Assim, perguntamos: Quais os desdobramentos da desconstrução hoje? Quais as heranças da desconstrução para pensar o presente?
Convidamos a todos os interessados nessas temáticas, a partir do pensamento de Derrida e em sua atualização por intérpretes e comentadores, bem como no seu diálogo com outros campos de conhecimento, a enviar artigos, resenhas, ensaios e traduções para o site da Revista Ítaca até o dia 20/04/2024, espaço que está aberto para a discussão e divulgação de ideias privilegiando nesse dossiê o pensamento de Derrida, que consideramos de suma importância para discutir questões da ordem do dia.
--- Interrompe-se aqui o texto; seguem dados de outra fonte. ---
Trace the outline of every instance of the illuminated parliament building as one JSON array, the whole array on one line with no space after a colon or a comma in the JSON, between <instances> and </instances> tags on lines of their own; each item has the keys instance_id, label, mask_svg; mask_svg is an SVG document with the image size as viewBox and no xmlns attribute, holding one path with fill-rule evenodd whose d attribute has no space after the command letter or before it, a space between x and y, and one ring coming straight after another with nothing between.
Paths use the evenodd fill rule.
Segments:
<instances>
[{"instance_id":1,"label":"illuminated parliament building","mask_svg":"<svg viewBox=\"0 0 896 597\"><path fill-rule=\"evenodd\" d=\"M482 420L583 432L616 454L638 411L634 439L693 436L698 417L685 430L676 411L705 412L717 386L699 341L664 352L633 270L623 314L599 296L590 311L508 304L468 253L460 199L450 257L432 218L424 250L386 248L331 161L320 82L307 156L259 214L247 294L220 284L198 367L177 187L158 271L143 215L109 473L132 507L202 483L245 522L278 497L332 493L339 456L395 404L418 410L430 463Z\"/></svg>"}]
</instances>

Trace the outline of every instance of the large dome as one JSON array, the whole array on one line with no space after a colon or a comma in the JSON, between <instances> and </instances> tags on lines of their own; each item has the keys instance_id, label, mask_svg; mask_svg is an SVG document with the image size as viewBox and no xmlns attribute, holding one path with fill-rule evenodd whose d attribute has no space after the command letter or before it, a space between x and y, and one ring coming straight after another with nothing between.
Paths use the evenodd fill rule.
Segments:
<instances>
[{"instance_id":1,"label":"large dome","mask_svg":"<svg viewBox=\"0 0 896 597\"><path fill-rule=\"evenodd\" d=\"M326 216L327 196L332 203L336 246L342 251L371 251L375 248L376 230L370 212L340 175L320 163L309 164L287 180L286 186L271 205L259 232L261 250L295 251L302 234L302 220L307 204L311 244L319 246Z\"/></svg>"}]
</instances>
¹Entre as traduções do termo “voyous”, indicamos duas:
1) como "canalha", em que se ressalta o caráter inescrupuloso, sem princípios, delinquente que religa o termo inglês "rogue" ao francês "voyous", uma vez considerada a origem do debate que remonta à sua utilização depreciativa pela Estratégia de Segurança Nacional nos Estados Unidos, nos anos 1980, em sua campanha de difamação de certos Estados como justificativa de sua política externa intervencionista nos rogue states, o que será desconstruído por Derrida, dispondo-se, nesse sentido, da tradução de Cristina de Piretti (DERRIDA, J. Canallas: dos ensayos sobre la razón. Madrid: Editorial Trotta, 2005);
2) ou como “vadios”, segundo tradução de Fernanda Bernardo, Hugo Amaral e Gonçalo Zagalo (DERRIDA, J. Vadios: dois ensaios sobre a razão. Coimbra: Palimage, 2009) que privilegia, no vadio, aquele que despista, seduz, atrai, propondo outras vias que o caminho direto e faz da rua o seu meio e sua vida. O vadio é o marginal, o malandro que desdenha da lei e atrai sobre si a vigilância, a polícia e a violência neoliberal, dando margem a uma vadiocracia, um Estado virtual que representa um princípio de desordem à ordem pública. "A postura dos Estados-Nações é a mesma do caráter bestial errante do vadio. Aqueles determinam o outro enquanto vadio, rogue, voyous ou como bestas. Bestializar o inimigo é uma forma de ataque para diminuí-lo e menospreza-lo, para então pautar-se na argumentação da falta de humanidade ou de ordem e organização, de um Estado são e de direito." (MORAES, Marcelo. Democracia Espectrais, por uma desconstrução da decolonialidade. Rio de Janeiro: Nau Editora, 2020, p.134).